Blood tests and lumbar punctures
Taking a blood sample for serum or plasma, or performing a spinal tap for cerebrospinal fluid or CSF allows biological markers, or biomarkers, to be measured. Our research is focused on developing new biomarkers for clinical trials but we hope that some of these may be used in the clinic as well in the future. For a recent review of fluid biomarkers in FTD read this paper from our team.
One blood marker that is used in some clinics is the serum or plasma progranulin level. A low level indicates with very high likelihood the presence of a GRN mutation. The absolute cut-off is not completely clear but using the common Adipogen assay most groups use a cut-off between 61 and 70ng/ml.

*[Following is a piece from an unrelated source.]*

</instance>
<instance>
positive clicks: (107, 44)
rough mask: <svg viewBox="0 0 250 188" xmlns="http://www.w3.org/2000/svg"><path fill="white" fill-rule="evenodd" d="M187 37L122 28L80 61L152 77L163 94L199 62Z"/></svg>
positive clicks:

At the moment there are no other blood biomarkers of FTD used in clinic. However, a marker called neurofilament light chain (NfL) has been shown to be abnormal in FTD and predicts how quickly the disease will progress in most forms of FTD. It is likely this will enter clinical practice in the years to come.
CSF markers currently used in clinic include total tau, phospho-tau and beta-amyloid 42. These markers change in people with underlying Alzheimer’s disease pathology including atypical forms such as the majority of people with lvPPA. A raised total tau and phospho-tau, and a decreased beta-amyloid 42 are together a sign of Alzheimer’s disease pathology. Some centres use a total tau: beta-amyloid 42 ratio of more than 1 as their marker.
A specific CSF marker of C9orf72 expansions called poly(GP) dipeptide repeat proteins is likely to be in clinical use in the next few years. Other CSF markers including synaptic, inflammatory, and lysosomal measures are under investigation in FTD but are not yet in clinical practice.